Pretende o recorrente que este Tribunal aprecie 'a ilegalidade e a inconstitucionalidade das normas legais contidas nos artigos 4º, n.º 1, do Decreto-Lei n.º 224-A/96, de 26 de Novembro, e 32º, n.º 2, do Código das Custas Judiciais (97)', com a interpretação que, naquele aresto, lhe foi dada, ou seja,
'na parte em que considerou parcialmente aplicável ao processado antes de 1 de Janeiro de 1997 o disposto no artigo 32º, n.º 2, do Código das Custas Judiciais
(97)'.
O caso dos autos, no que aqui importa, pode resumir-se como segue:
(a). Elaborada, no Supremo Tribunal Administrativo, a conta de custas, dela reclamou o ora recorrente, argumentando que a quantia de 13.200$00, que aí se incluiu para reembolso de encargos com gastos de papel, franquias postais e expediente, não era devida, por não ser aplicável no caso o artigo 32º, n.º 2, do actual Código das Custas Judiciais, atento o disposto nos artigos 1º e 16º do Decreto-Lei n.º 41.150, de 12 de Dezembro de 1959;
(b). Vendo indeferida a reclamação pelo relator, reclamou ele, de novo, agora para a conferência, sustentando que a aplicação do artigo 32º, n.º 2, do Código das Custas Judiciais vigente viola as 'legítimas expectativas do reclamante'; e que uma interpretação diferente da que propugnou 'revela-se inconstitucional [
...] , por violar injustificada e desproporcionadamente o princípio do Estado de Direito democrático, o princípio da legalidade e o princípio da igualdade,
ínsitos nos artigos 2º, 3º e 13º da Constituição da República Portuguesa';
(c). A conferência, no acórdão recorrido, argumentou que, embora o processo tivesse sido instaurado num momento em que - por força da redacção que o Decreto-Lei n.º 387-D/87, de 19 de Dezembro, deu à alínea a) do artigo 65º do Código das Custas Judiciais pré-vigente - 'haviam deixado de ser liquidadas a título de encargos os gastos de papel, franquias postais e expediente', o certo
é que, quando, em 1 de Janeiro de 1997, entrou em vigor o novo Código das Custas Judiciais (aprovado pelo Decreto-Lei n.º 224-A/96, de 26 de Novembro), ele ainda se achava pendente. Ora - acrescentou -, o artigo 4º, n.º 1, deste último diploma legal 'manda aplicar o novo Código aos processos pendentes, salvo no que respeita à determinação da taxa de justiça, custas e multas decorrentes de decisões transitadas em julgado e aos prazos de pagamento de preparos, custas ou multas que estejam em curso'. Por isso - concluiu -, 'a partir de 1 de Janeiro de 1997, os processos pendentes nos tribunais administrativos ficaram sujeitos à regra de cálculo a forfait do reembolso pelos encargos por franquias postais, comunicações telefónicas, telegráficas, por telecópia ou por meios telemáticos constante do artigo 32º, n.º 2, do actual Código das Custas Judiciais';
(d). Entendendo, pois, que - por força do que preceitua o artigo 4º, n.º 1, do Decreto-Lei n.º 224-A/96, de 26 de Novembro - o artigo 32º, n.º 2, do actual Código das Custas Judiciais era aplicável à elaboração da conta de custas reclamada, o acórdão recorrido, depois de ponderar que 'o recorrente não deu causa a parte substancial da actividade processual desenvolvida, uma vez que o pedido de intimação foi parcialmente deferido no Tribunal Administrativo de Círculo', julgou a reclamação parcialmente procedente, pondo a cargo do recorrente apenas metade dos encargos calculados nos termos desse artigo 32º, n.º 2 (ou seja, 6.600$00).

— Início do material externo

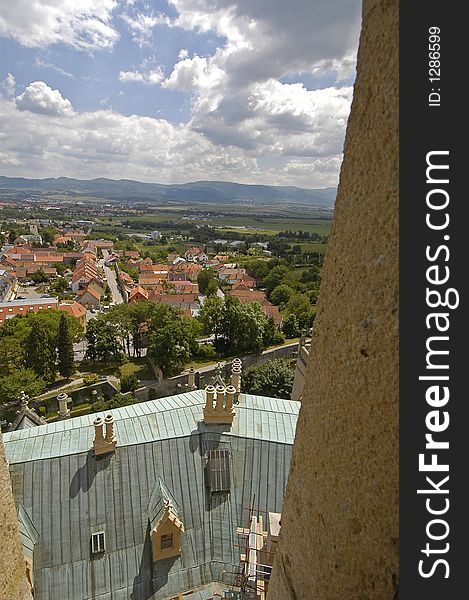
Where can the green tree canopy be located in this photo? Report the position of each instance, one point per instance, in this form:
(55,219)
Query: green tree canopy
(65,352)
(281,294)
(40,352)
(19,380)
(274,379)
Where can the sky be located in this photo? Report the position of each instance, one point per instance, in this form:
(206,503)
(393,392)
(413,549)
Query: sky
(171,91)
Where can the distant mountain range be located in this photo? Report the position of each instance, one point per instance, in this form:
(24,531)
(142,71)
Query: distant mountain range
(197,192)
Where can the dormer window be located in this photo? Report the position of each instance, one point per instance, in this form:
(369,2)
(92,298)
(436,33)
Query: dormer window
(98,544)
(167,541)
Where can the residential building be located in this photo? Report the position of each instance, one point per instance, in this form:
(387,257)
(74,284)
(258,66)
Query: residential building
(8,285)
(150,502)
(75,310)
(11,309)
(89,298)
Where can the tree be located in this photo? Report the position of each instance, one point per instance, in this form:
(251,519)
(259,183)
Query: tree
(242,327)
(19,380)
(204,278)
(40,352)
(11,353)
(173,344)
(65,352)
(48,233)
(300,306)
(274,378)
(281,294)
(211,314)
(272,335)
(102,341)
(212,288)
(39,277)
(128,377)
(279,274)
(290,326)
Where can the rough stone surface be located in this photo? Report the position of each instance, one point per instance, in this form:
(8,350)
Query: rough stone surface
(339,537)
(13,582)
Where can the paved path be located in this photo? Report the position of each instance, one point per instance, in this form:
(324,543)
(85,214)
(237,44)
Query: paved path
(112,282)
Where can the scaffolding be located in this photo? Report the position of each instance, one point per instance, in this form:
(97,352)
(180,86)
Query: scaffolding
(257,555)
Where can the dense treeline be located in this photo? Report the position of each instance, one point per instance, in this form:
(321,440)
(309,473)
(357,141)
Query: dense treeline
(33,349)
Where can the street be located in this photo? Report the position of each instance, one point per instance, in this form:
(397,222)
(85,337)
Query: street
(111,280)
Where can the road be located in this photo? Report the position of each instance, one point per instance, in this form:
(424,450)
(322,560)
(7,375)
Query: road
(112,282)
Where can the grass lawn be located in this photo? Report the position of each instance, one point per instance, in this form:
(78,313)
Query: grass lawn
(145,372)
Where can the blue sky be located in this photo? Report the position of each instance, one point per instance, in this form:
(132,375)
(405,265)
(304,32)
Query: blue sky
(255,92)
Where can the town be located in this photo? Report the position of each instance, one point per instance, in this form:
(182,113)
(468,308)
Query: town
(114,318)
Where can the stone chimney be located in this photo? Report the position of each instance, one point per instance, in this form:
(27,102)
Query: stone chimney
(191,379)
(64,411)
(104,442)
(222,412)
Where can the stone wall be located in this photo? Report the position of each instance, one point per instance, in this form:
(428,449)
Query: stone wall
(339,537)
(13,582)
(176,385)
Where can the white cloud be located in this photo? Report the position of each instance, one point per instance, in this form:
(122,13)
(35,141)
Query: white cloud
(8,85)
(82,24)
(271,38)
(38,62)
(105,143)
(237,96)
(195,74)
(151,77)
(142,25)
(39,98)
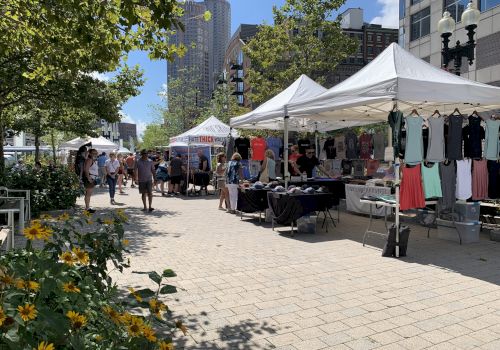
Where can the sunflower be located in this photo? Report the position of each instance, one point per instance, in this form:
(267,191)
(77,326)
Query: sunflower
(165,346)
(27,312)
(45,346)
(2,316)
(81,255)
(135,327)
(77,320)
(67,258)
(149,333)
(70,288)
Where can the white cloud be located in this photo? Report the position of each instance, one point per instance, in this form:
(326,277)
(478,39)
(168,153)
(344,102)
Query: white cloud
(389,14)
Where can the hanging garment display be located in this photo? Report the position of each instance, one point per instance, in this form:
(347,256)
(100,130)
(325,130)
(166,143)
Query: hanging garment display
(491,144)
(432,182)
(275,144)
(473,134)
(414,150)
(241,145)
(365,145)
(493,177)
(454,141)
(378,146)
(395,119)
(479,179)
(351,141)
(340,148)
(464,179)
(448,185)
(329,148)
(411,194)
(259,146)
(372,167)
(435,150)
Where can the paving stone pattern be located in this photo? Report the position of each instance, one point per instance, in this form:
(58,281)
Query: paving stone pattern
(243,286)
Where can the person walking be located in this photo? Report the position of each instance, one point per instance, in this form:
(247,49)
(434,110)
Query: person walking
(121,173)
(144,175)
(89,177)
(101,163)
(112,166)
(233,178)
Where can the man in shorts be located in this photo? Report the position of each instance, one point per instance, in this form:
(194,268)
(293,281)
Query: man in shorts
(144,175)
(130,161)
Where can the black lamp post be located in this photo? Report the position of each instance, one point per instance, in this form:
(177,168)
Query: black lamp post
(446,26)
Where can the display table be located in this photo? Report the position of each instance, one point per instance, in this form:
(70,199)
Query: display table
(354,194)
(287,208)
(382,205)
(252,201)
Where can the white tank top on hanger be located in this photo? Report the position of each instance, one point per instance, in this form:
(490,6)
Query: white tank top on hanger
(464,179)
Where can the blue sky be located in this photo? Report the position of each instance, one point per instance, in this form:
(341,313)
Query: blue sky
(138,109)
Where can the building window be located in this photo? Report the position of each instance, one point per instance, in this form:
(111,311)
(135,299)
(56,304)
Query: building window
(485,5)
(420,24)
(456,8)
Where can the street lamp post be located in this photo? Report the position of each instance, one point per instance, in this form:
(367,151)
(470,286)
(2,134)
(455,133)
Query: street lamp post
(446,26)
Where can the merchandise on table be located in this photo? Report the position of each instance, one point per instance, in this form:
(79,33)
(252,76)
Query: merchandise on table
(464,179)
(491,145)
(432,182)
(412,194)
(479,179)
(454,141)
(435,149)
(414,150)
(448,185)
(258,145)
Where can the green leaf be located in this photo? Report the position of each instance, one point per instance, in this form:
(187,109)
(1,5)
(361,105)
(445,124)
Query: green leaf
(168,289)
(169,273)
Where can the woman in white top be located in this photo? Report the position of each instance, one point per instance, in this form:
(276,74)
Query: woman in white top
(268,169)
(112,167)
(89,177)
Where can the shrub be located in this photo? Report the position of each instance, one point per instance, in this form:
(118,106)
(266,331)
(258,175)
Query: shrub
(51,189)
(62,297)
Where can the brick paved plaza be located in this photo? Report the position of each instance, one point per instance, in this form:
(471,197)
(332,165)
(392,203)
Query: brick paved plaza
(247,287)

2. Neste Tribunal, o recorrente apresentou alegações, dizendo, em síntese, o seguinte, para o que aqui importa:
(a). Como 'o presente meio processual foi interposto em 02.08.96, ou seja, muito antes da entrada em vigor (01.01.97) do novíssimo CCJ'; e, ao tempo, 'deixaram de se liquidar a título de encargos, nas contas dos processos judiciais, os gastos em papel, franquias postais e expediente'; 'viola o princípio das legítimas expectativas do ora recorrente a aplicação in casu do novíssimo CCJ'.
(b). 'Qualquer outra interpretação das normas legais em causa revela-se ilegal por não conter na letra da lei qualquer correspondência verbal, nos termos prescritos nos arts. 8º, n.º 3, 9º, 10º e 12º, n.º 1, do CC, e inconstitucional por violar injustificada e desproporcionadamente o princípio do Estado de Direito democrático, o princípio da legalidade, o princípio da igualdade, o princípio da não retroactividade das leis e o princípio da boa fé, ínsitos nos arts. 2º, 3º e 13º da CRP, porquanto o disposto no artigo 4º, n.º 1, do DL. n.º
224-A/96, de 26/11, ao determinar que o novo CCJ, designadamente o disposto no art. 32º, n.º 2, se aplica aos processos pendentes, frustra de forma injustificada e desproporcionada as legítimas expectativas das partes ao tempo da propositura da acção, o que não é razoável nem aceitável'.
(c). Deve, por isso, julgar-se 'ilegal e inconstitucional a interpretação conjugada das normas legais contidas nos arts. 4º, n.º 1, do DL. n.º 224-A/96, de 26/11, e 32º, n.º 2, do CCJ (97) dada no douto acórdão de 07.05.98, a fls... dos autos, na parte em que julgou parcialmente improcedente a reclamação de fls.
201, ou seja, na parte em que considerou parcialmente aplicável ao processado antes de 01.01.97 o disposto no art. 32º, n.º 2, do CCJ (97)'.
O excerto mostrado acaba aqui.